Gatling results: https://lorenzogirardi.github.io/gatling-k8s-fixed-3-pods/

Big cluster of huge response time 
Closing to 100 rps , service unavailable

huge active users ... more than the requests (slowdown ... queue.... failures)

And the application status ?

 

Well now we know we know a bit our application ... we know the critical point but also that the KPI went to hell , high cpu and some pod crash

 

 

dynamic pods number

... what happened ?

Gatling results: https://lorenzogirardi.github.io/gatling-k8s-hpa/

Some sporadic request over 300ms but 99% below

active users inline with the requests

And the application status ?

cpu under control , response time ok , no crash and autoscaled from 3 to 10 pods

 

HPA in pills

 

There are many how to and suggestions that explain this topic,

however what you need is: 

  • prometheus
  • kpi and application tolerance knowhow
  • keda.sh (i really hate the prometheus adapter)

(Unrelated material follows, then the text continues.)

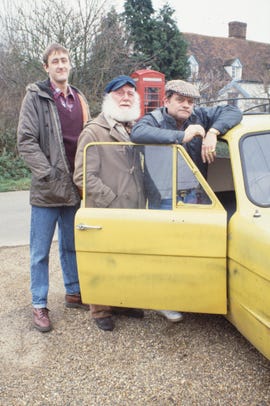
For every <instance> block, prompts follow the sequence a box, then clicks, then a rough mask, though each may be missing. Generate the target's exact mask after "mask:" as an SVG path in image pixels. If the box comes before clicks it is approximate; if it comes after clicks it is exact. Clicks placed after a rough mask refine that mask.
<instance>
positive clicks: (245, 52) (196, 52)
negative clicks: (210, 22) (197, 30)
mask: <svg viewBox="0 0 270 406" xmlns="http://www.w3.org/2000/svg"><path fill="white" fill-rule="evenodd" d="M228 28H229V30H228V31H229V35H228V38H221V37H210V36H207V35H199V34H192V33H183V36H184V38H185V40H186V42H187V44H188V56H189V63H190V68H191V76H190V80H191V81H192V82H194V83H196V84H197V86H198V87H199V89H200V91H201V95H202V99H203V100H204V101H209V100H213V99H219V100H221V99H228V98H229V99H231V100H232V102H233V101H234V99H235V98H240V99H242V100H238V102H237V103H238V106H239V107H241V108H242V109H246V108H249V107H250V106H251V105H252V103H251V100H250V99H252V98H268V99H269V97H270V44H267V43H261V42H256V41H249V40H247V39H246V30H247V24H246V23H243V22H238V21H232V22H230V23H229V27H228ZM247 99H249V100H247ZM262 104H263V101H262ZM268 104H269V100H268ZM262 109H263V108H262Z"/></svg>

Let's skip prometheus and go directly to kpi, application tolerance and keda.sh

When i create the fibonacci code , i was able to test the impact on cpu and response time , having the fibonacci as 18500

  • the max pod tolerance to be running without error was 30rps
  • to be within 300ms 15rps

I know, is not real life scenario but the concept is the same ... just identify the correct rps in a case where this value can be a trigger for the autoscaling

In the python app is flask_http_request_duration_seconds_count

the following configuration for keda use this value as a trigger

apiVersion: keda.sh/v1alpha1
kind: ScaledObject
metadata:
  name: rps-scaledobject
  namespace: pytbak
spec:
  minReplicaCount: 3
  maxReplicaCount: 10
  pollingInterval: 10  # Optional. Default: 30 seconds
  scaleTargetRef:
    name: pytbak-stable
  advanced:                                          # Optional. Section to specify advanced options
    horizontalPodAutoscalerConfig:                   # Optional. Section to specify HPA related options
      behavior:                                      # Optional. Use to modify HPA's scaling behavior
        scaleDown:
          stabilizationWindowSeconds: 45 #option from kubernetes hpa to force pod shutdown in 45 dec , default 5 min
  triggers:
  - type: prometheus
    metadata:
    # Required fields:
      serverAddress: http://10.152.183.99:9090 # prometheus server
      metricName: flask_http_request_duration_seconds_count # Note: name to identify the metric
      query: sum(rate(flask_http_request_duration_seconds_count{status="200"}[60s])) # Note: query must return a vector/scalar single element response
      threshold: '10'

 

An this is what happened during the gatling test with hpa

 

Conclusions

HPA is an amazing solution not only in cloud there this feature is mandatory if you want to use the cloud in the right way and if you would like to remove overspending 

but anyway...

It's the right model for lazy people in order to have a dynamic infrastructure to support the traffic, to reduce the monitoring and alerting alarms and be ready to scale :)